# Stuck On Acmeinstall



## wdowell84 (Oct 24, 2011)

I've been having the same problem time after time. In cmd it will just sit there after I type in acmeinstaller. My device is only on 3.0.0, does it need to be on 3.0.2 first? I've tried redownloading acmeinstaller, and novacom, and setting up the files on the touchpad. I waited at cmd for almost 1/2 hr. with nothing. What am I doing wrong?


----------



## sixohtew (Jun 14, 2011)

First time I did it it took me about half an hour as well...I'm not too sure but if you're not getting an error message I say let it sit


----------



## xSLUGx (Aug 24, 2011)

make sure to read other posts, but you want to make sure that the acmeinstaller is in the novacom dir and that your cminstall folder is on the root of the touchpad. did you restart your touchpad holding the volume up button to get the recoverymode?


----------



## wdowell84 (Oct 24, 2011)

I tried Acmeinstaller in the palm Inc directory and the novacom directory. And yes I powered off the touchpad and then held volume up and got the big usb sign. Still no luck though.


----------



## z06mike (Jul 29, 2011)

Are you CDing back to the directory when trying to run Acmeinstaller? Or are you opening command prompt from that directory?


----------



## fgdn17 (Aug 28, 2011)

wdowell84 said:


> I've been having the same problem time after time. In cmd it will just sit there after I type in acmeinstaller. My device is only on 3.0.0, does it need to be on 3.0.2 first? I've tried redownloading acmeinstaller, and novacom, and setting up the files on the touchpad. I waited at cmd for almost 1/2 hr. with nothing. What am I doing wrong?
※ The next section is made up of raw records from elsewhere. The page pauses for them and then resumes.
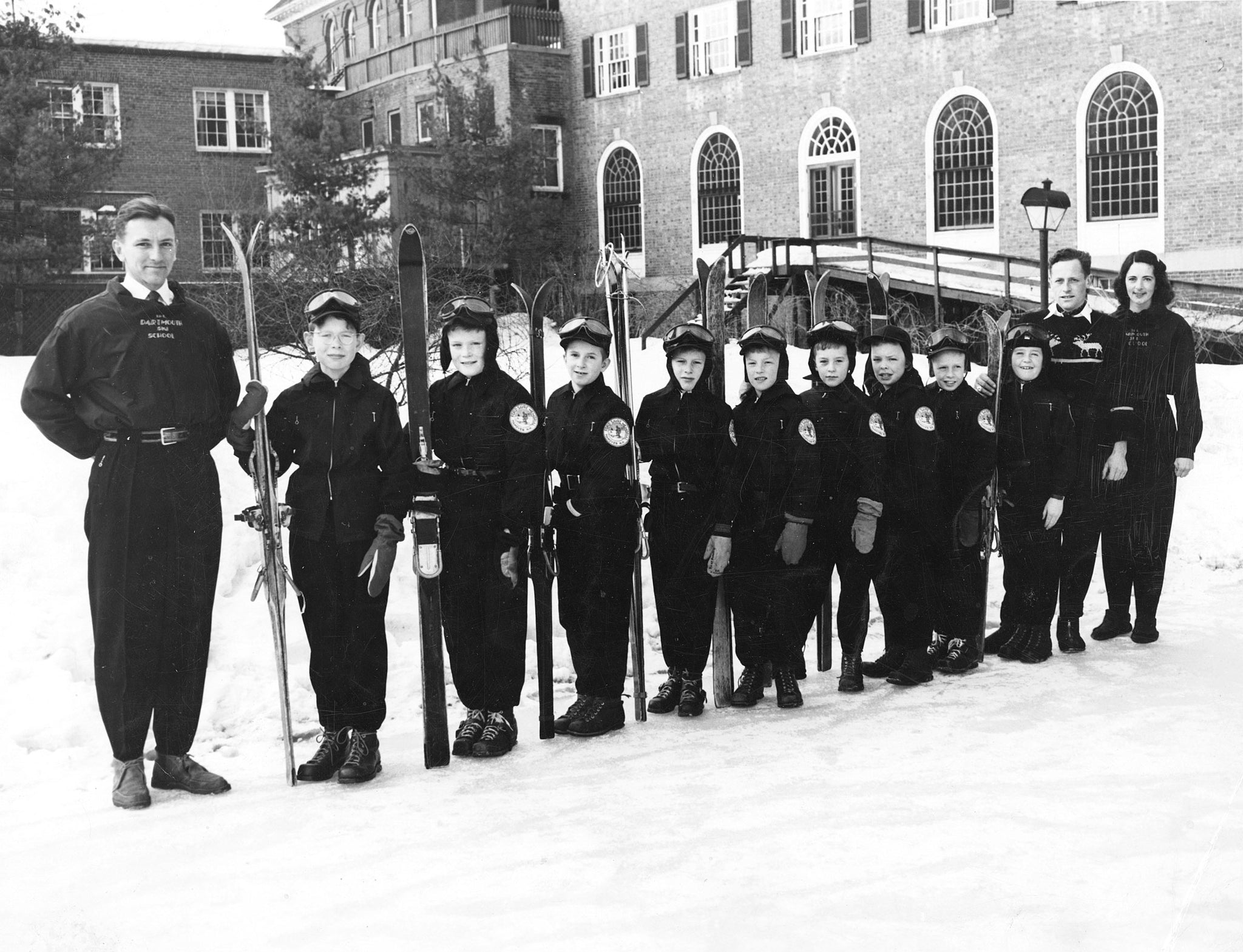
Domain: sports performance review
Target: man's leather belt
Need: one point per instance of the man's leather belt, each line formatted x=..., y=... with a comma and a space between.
x=166, y=436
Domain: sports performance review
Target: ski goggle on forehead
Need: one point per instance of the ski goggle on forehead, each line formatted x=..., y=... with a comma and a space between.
x=696, y=331
x=332, y=299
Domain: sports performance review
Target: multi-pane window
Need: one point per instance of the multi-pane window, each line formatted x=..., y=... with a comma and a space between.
x=963, y=166
x=1123, y=149
x=719, y=182
x=714, y=39
x=230, y=120
x=614, y=61
x=623, y=200
x=823, y=25
x=831, y=160
x=549, y=152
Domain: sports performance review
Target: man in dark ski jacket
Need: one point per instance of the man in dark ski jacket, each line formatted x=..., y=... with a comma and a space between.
x=596, y=516
x=487, y=436
x=767, y=510
x=348, y=496
x=684, y=430
x=143, y=379
x=965, y=467
x=912, y=516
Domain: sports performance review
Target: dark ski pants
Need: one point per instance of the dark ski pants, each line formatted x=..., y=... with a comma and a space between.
x=1029, y=559
x=345, y=628
x=596, y=577
x=679, y=526
x=485, y=614
x=153, y=525
x=764, y=596
x=904, y=584
x=830, y=547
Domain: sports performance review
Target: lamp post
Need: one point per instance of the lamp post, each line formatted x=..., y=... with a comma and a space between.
x=1045, y=208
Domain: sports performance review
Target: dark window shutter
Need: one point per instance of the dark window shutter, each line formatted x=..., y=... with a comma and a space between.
x=743, y=33
x=588, y=67
x=640, y=55
x=915, y=16
x=787, y=28
x=680, y=64
x=863, y=21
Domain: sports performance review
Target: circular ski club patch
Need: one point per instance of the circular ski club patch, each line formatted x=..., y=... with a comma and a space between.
x=523, y=418
x=617, y=431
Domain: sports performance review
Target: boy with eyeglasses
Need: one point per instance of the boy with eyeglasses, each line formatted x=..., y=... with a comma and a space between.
x=684, y=430
x=348, y=495
x=588, y=444
x=850, y=439
x=490, y=448
x=767, y=508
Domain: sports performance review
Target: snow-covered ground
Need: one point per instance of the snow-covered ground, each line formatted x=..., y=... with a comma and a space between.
x=1088, y=803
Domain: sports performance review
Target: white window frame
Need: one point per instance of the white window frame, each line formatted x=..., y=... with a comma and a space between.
x=614, y=54
x=231, y=121
x=811, y=13
x=941, y=14
x=714, y=50
x=561, y=163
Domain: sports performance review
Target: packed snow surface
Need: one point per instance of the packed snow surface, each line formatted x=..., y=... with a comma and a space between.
x=1091, y=802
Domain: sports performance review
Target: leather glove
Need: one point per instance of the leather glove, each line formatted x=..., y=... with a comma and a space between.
x=863, y=530
x=792, y=544
x=382, y=555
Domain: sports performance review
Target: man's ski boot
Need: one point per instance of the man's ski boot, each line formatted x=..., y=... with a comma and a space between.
x=668, y=695
x=751, y=687
x=469, y=732
x=1069, y=641
x=1114, y=624
x=499, y=736
x=364, y=758
x=325, y=762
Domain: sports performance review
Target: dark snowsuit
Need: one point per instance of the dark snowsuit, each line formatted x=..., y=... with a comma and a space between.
x=774, y=479
x=115, y=365
x=1156, y=358
x=345, y=436
x=849, y=436
x=1036, y=461
x=588, y=443
x=486, y=431
x=686, y=438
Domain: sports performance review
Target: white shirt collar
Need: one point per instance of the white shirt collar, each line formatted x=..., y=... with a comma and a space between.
x=138, y=290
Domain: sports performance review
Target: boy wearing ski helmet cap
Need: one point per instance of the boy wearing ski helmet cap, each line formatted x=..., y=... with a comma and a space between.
x=593, y=512
x=766, y=512
x=489, y=444
x=904, y=583
x=965, y=468
x=850, y=442
x=350, y=494
x=1036, y=449
x=684, y=430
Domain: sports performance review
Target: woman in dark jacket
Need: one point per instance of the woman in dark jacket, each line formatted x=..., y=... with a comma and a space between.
x=1156, y=361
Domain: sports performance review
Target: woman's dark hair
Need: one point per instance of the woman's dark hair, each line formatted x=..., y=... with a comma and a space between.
x=1163, y=294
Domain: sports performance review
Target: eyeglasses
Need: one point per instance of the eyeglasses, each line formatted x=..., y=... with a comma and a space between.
x=764, y=332
x=696, y=331
x=330, y=297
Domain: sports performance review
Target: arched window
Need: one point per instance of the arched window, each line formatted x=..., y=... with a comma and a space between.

I'd suggest doctoring(updating your touchpad) to minimum 3.0.2 as CM alpha1/2 and acmeinstaller were developed under 3.0.2


----------



## wdowell84 (Oct 24, 2011)

I'm opening command prompt from start and run cmd like normal. I CD back to c: then go to CD program files and then CD palm, Inc and running acmeinstaller from there. So c:/program files/palm, Inc/


----------



## z06mike (Jul 29, 2011)

Where do you have the acmeinstaller file? Is it in that directory?

Sent from my DROID BIONIC using Tapatalk


----------



## wdowell84 (Oct 24, 2011)

Yeah it's in the palm Inc directory


----------



## Bajaman (Aug 10, 2011)

Just a thought... I had trouble running it the first time around because of a typo. Novacom corrupted the acmeinstaller file. I had to download a new copy and move it into the palm, Inc folder again. An easy check would be to compare file size of the original with the one you are trying to run.

Sent from my HP Touchpad using Tapatalk


----------



## thebowers (Jun 11, 2011)

wdowell84 said:


> I'm opening command prompt from start and run cmd like normal. I CD back to c: then go to CD program files and then CD palm, Inc and running acmeinstaller from there. So c:/program files/palm, Inc/


put the whole command or a screenshot of your cmd so we know exactly what you are typing.


----------



## wdowell84 (Oct 24, 2011)

At work right now so... c:/program files/palm, Inc/novacom boot mem:// < ACMEInstaller


----------



## z06mike (Jul 29, 2011)

Mine is actually in: C:\Program Files (x86)\Palm\SDK\bin. Have you tried to run command prompt with administrator rights?


----------